Since 2015, Rateliff has led the high-octane, denim-clad, horn-flanked The Night Sweats, whose self-titled debut album that year sold more than a million records worldwide.

Second album Tearing At The Seams arrived in March 2018, followed by his first solo album in seven years, 2020’s And It’s Still Alright, on the Stax label; the live Red Rocks 2020, recorded in an empty Red Rocks Amphitheatre during Rateliff’s mid-September run of socially distanced shows that year, and 2021’s The Future, again on Stax.

The poster for Nathaniel Rateliff & The Night Sweats’ South Of Here Tour

This summer’s South Of Here dates will follow Rateliff’s forthcoming performances of the Leonard Cohen songbook backed by a full orchestra in Denver, Toronto and Montreal. The shows originated in Denver where Rateliff is a part of the Colorado Symphony’s first class of Imagination Artist series with Broadway’s Mary Mitchell Campbell and RZA from the Wu Tang Clan.

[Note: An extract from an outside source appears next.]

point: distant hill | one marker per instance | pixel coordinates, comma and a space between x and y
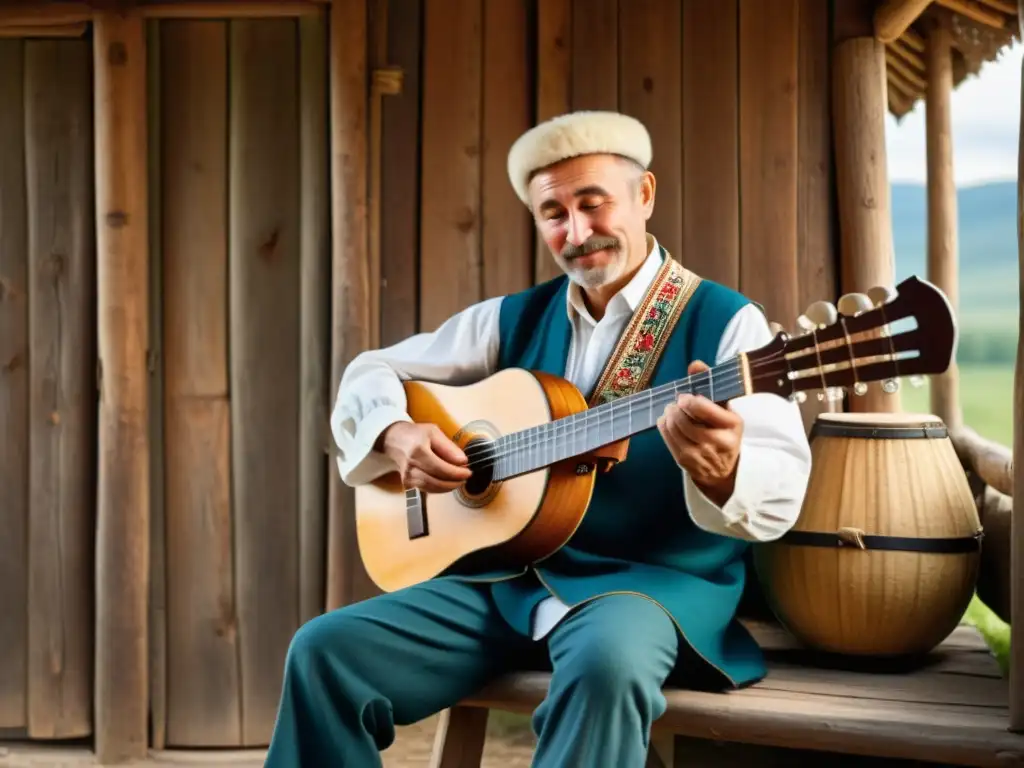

Rateliff & The Night Sweats will play a string of mainland European festivals this summer, from Norway to Spain, Germany to Portugal. Cornish indie rock, grunge, blues and Americana band will be the support act on the UK itinerary and elsewhere too.

In the line-up will be: Rateliff (vocals, guitar), Joseph Pope III (bass), Pat Meese (drums, percussion, keys), Luke Mossman (guitar), Mark Shusterman (organ, keys), Andreas Wild (saxophone), Daniel Hardaway (trumpet) and Jeff Dazey (saxophone). 

Tour tickets will go on sale on Friday (16/2/2024) at 10am at nathanielrateliff.com/tour, ticketmaster.co.uk and via yorkbarbican.co.uk.